I think they are great and the can solve a lot of issues sometimes. I like them in mastering. You can get away with a full range compressor on most things on tracks due to the nature of the sound being less complex. On full mixes multi band compressors can be better.
A couple of things worth doing with them though. It is good to solo the bands and hear what areas you are effecting. I find it helps. Also be prepared to alter the crossover frequencies. Don't just use stock settings because I have found altering them can give quite different results. Solo the areas while you are setting crossover frequencies too. Smoother more transparent operation results when tweaking the crossovers and bandwidths etc.
The multiband can tame just a certain area of your mix well. It can also when confronted with a real nice mix just dance over all the bands and then it is nice to get all the bands doing equal gain reduction too. The sound or EQ won't change. You can still get into light conditioning over a well mixed master. Small amounts of GR eg 1-2 dB, slow attacks and low thresholds like 1.5:1 in most of the bands. Release settings are important too. It can impart a pro sound to your master.
It's cool to be able to alter the make-up gain of each band as you can turn it into a sort of nice active EQ as well. I find I can use less mix EQ
(pre compressor usually for me) using the make-up gains in the bands instead to fine tune a mix EQ.
It is nice to be able to alter the ratio and GR of any given band. And then all bands locked together at times when making adjustments but also you have to fine tune bands individually too for best effect.
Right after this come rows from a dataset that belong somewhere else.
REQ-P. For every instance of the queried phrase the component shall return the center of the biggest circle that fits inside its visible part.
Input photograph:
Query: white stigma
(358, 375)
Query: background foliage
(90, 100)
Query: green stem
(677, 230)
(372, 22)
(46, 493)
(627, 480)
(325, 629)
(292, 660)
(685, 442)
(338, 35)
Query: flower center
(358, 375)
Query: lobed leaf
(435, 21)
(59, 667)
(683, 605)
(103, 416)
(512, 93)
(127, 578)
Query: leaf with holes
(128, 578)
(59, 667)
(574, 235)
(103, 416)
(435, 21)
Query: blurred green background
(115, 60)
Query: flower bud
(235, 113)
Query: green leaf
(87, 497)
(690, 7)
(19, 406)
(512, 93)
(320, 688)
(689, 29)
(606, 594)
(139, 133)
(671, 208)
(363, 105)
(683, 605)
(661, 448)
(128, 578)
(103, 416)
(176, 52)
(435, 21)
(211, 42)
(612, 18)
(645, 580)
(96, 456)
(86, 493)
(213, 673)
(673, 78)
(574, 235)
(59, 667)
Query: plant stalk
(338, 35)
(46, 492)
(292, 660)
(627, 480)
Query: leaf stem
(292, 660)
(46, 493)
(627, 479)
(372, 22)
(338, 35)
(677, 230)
I like the Sonar Multiband a lot as I feel it shows you a lot of information in one look. The Studio One multiband is a bit complex and it frightened me off at first but after a while I got all over it and it is excellent as well. Mixbus has one of the best though. What that can do is limit the amount of gain reduction ie it can be set so it never drops below a certain level which is actually great. Eg -2.5dB etc Even on a loud segment, instead of a band dropping way down by crossing over a threshold with a large amplitude, it still does some GR but then stops at some point. Overall mix EQ can be maintained well that way. Some of the dynamic range is left in any one band. That is a cool feature, some multibands can’t do that.